Cyber sprint forces two-factor auth into fed government
Massive OPM breach gives OMB the ammo needed to drive PIV use
14 September, 2015
category: Digital ID, Government, Smart Cards
The goal of HSPD-12 more than a decade ago was simple. Federal agencies were to deploy a secure, interoperable identity document for physical access to facilities and logical access to networks and applications.
The actual rollout has been anything but simple. Eleven-years since HSPD-12 was signed and five-years since the White House mandated logical and physical security systems use the PIV, and still half of all federal agencies don’t use the credential. They have issued it … they just don’t use it.
The smart cards are in the hands of more than 90% of agency personnel, but agencies are still bucking the actual use of the card. A White House Office of Management and Budget (OMB) report released in 2015 showed that just 42% of federal agency employees – outside of the DOD – were using the PIV for access to secure networks and applications. The White House Office of Personnel Management (OPM) – the target of a massive data breach where more than 25 million current and past government employees had their personal information stolen – was one of the worst offenders. In 2013 no OPM employees were using PIV for logical access, and at the end of 2014, that number had climbed to only 1%.
The records reportedly were stolen in more than one breach. One of those breaches was linked to a contractor’s user name and password being hacked while another was linked to a “zero-day bug” that lived in the system.
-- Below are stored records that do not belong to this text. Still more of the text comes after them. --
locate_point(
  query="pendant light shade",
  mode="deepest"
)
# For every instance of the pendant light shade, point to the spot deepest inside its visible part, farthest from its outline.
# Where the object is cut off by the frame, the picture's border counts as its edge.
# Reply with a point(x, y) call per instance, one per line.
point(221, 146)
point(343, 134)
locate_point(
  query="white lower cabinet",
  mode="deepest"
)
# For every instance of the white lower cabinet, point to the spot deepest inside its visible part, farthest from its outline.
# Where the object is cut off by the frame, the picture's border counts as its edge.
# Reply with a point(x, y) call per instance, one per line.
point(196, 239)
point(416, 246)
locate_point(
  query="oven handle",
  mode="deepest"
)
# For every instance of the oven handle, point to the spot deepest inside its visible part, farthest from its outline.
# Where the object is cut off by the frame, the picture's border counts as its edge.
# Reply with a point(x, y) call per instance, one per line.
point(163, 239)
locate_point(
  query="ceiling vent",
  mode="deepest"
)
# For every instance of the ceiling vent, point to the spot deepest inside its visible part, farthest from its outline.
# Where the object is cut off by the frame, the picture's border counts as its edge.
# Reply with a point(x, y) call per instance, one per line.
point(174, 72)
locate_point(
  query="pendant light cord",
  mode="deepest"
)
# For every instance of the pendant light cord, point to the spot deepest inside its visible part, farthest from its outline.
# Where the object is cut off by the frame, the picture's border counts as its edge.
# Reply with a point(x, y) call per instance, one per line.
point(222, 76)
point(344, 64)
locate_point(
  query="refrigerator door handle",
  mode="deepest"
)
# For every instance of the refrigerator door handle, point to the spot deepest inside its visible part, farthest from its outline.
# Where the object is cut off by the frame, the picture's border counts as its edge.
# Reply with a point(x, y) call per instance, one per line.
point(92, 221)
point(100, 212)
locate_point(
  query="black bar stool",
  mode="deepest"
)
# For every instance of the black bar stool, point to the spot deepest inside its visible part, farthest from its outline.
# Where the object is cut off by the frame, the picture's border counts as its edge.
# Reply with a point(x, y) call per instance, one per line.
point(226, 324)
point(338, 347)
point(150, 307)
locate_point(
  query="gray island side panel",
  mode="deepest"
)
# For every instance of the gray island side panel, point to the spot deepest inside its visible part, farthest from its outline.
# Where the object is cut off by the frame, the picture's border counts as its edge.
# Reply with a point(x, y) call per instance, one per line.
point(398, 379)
In the wake of the OPM breach, federal agencies started a “30-day cyber sprint” to beef up cybersecurity mandated by OMB. A primary goal of the sprint was to accelerate implementation of multi-factor authentication, especially for privileged users.
“Intruders can easily steal or guess usernames and passwords and use them to gain access to Federal networks, systems, and data. Requiring the utilization of a Personal Identity Verification (PIV) card or alternative form of multi-factor authentication can significantly reduce the risk of adversaries penetrating Federal networks and systems,” according to a white house statement.
Privileged users, of which there are more than 134,000 across the government, possess elevated access to federal systems and are the ones that enable other employees’ access to different systems. For example, if a new employee needs access to a cloud-based app for accounting, a privileged user will be the one to enable that access. At the time of the OPM breach, eighteen agencies did not mandate that privileged users login using PIV authentication.
The cyber sprint concluded in mid-July and OMB officials reported an increased use of multi-factor authentication for privileged users.
While enabling PIV for privileged users is a key cybersecurity measure, OMB is pushing that more agencies start to use the smart card across the board. “We’re not doing so well with the deployment of PIV and strong authentication,” says Trevor Rudolph, chief of the Cyber and National Security Unit in the Office of E-Government and IT at OMB. “Agencies need a carrot to help get PIV implemented and we’re deploying the resources to the agencies to solve these problems.”
Agencies are not doing so well with the deployment of PIV and strong authentication. They need a carrot to help get PIV implemented
Technically this isn’t anything new. In 2011, OMB issued a memorandum stating that all new purchases dealing with physical or logical access needed to be HSPD-12 compliant. Still, many federal agencies rolled their eyes at the mandate and kept doing what they had been doing.